TGIF! I am so happy it's Friday. We're supposed to have great weather this weekend, and hopefully we can get outside with the kids and do some fun stuff.
I ran another 4 miles yesterday, and my time was much better-- 44:19, which is pretty fast for me. I realize that 11 minute miles are not fast in the running world. I'm taking walk breaks to drink water and catch my breath about every mile or so, which means I'm running faster than 11 minute miles, but who knows how much faster. It really doesn't matter, but I still enjoy improving my time. The first time I ran 4 miles it took me 50 minutes!
Wendy commented on my last running post that the weather is "all mental. Disregard the weather and eventually it goes away." That totally explains how she is able to run the miles she does every week in South Florida's heat and humidity (and recently, the pouring rain). And it's great advice that I will have to repeat in my head over and over and over when it feels like I'm running through pea soup.
Dieting and maintaining (which I'm thinking about more and more, the closer I get to goal) are all mental too. How many times do those of us with food issues salve our mental hurts with food? When we are strong mentally, our bodies follow.
It takes a lot of energy to get mentally strong and do what's right for your body.
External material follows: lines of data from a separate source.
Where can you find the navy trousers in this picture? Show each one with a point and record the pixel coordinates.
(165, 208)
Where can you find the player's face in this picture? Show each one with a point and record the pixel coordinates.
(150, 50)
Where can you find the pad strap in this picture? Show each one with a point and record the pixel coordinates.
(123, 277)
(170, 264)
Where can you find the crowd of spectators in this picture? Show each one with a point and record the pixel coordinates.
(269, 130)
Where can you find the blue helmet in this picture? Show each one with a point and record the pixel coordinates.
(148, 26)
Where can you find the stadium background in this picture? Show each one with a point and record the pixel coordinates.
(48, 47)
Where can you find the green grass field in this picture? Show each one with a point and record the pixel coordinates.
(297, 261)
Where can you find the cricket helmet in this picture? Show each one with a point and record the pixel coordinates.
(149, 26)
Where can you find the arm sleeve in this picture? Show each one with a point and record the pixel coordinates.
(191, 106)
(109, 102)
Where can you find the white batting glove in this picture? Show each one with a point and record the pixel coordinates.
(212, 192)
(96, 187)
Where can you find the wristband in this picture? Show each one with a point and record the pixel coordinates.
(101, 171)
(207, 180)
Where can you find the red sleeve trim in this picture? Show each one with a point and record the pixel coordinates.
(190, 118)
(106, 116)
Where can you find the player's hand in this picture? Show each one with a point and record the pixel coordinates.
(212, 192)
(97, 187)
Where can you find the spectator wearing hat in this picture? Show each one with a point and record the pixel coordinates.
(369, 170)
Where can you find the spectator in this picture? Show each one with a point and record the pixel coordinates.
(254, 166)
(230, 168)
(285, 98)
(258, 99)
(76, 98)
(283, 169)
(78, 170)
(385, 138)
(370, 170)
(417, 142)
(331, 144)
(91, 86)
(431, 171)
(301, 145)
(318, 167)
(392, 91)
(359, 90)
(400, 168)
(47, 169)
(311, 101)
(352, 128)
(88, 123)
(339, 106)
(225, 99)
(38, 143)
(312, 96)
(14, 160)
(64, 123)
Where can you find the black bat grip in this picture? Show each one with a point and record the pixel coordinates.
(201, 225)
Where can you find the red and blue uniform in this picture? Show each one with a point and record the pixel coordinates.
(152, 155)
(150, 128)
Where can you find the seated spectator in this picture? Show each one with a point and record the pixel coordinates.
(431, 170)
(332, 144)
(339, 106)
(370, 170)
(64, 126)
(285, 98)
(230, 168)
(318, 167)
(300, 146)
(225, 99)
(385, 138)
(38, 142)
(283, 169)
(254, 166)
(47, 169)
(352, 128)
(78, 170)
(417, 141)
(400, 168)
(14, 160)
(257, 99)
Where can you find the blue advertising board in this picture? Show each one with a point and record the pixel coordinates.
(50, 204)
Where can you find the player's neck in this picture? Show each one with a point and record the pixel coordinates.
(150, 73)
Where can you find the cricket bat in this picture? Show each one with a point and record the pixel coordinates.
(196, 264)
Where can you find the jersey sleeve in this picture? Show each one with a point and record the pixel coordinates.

This year has been about me finding that energy reserve and getting strong--putting myself as a high priority, making time for exercise, choosing healthy food at the grocery store and at restaurants, not letting work or kids be an excuse for failure.
I've had to give up a lot this year to gain the energy I needed to make this happen. I gave up antidepressants. I gave up donuts and ice cream as daily crutches to cope with my emotions and feelings of failure. I gave up cereal and milk, a food combination that's been my comfort since I was in my early teens. I gave up the martyrdom of motherhood-- no longer would I feel guilty about putting my kids in day care at the gym and leaving them for an hour, an investment in time that pays all of us back ten fold with my added energy and mental stability (at least, most days I'm stable).
I can't say I give 100% every day. I'm just not built that way--some days, I give 60% and I'm a failure. But the majority of my days have been about consistently being mentally prepared to stay on plan, to log my food, to exercise, and to avoid junk food at night. And all those days, built one on top of the other, have added up to what I am today.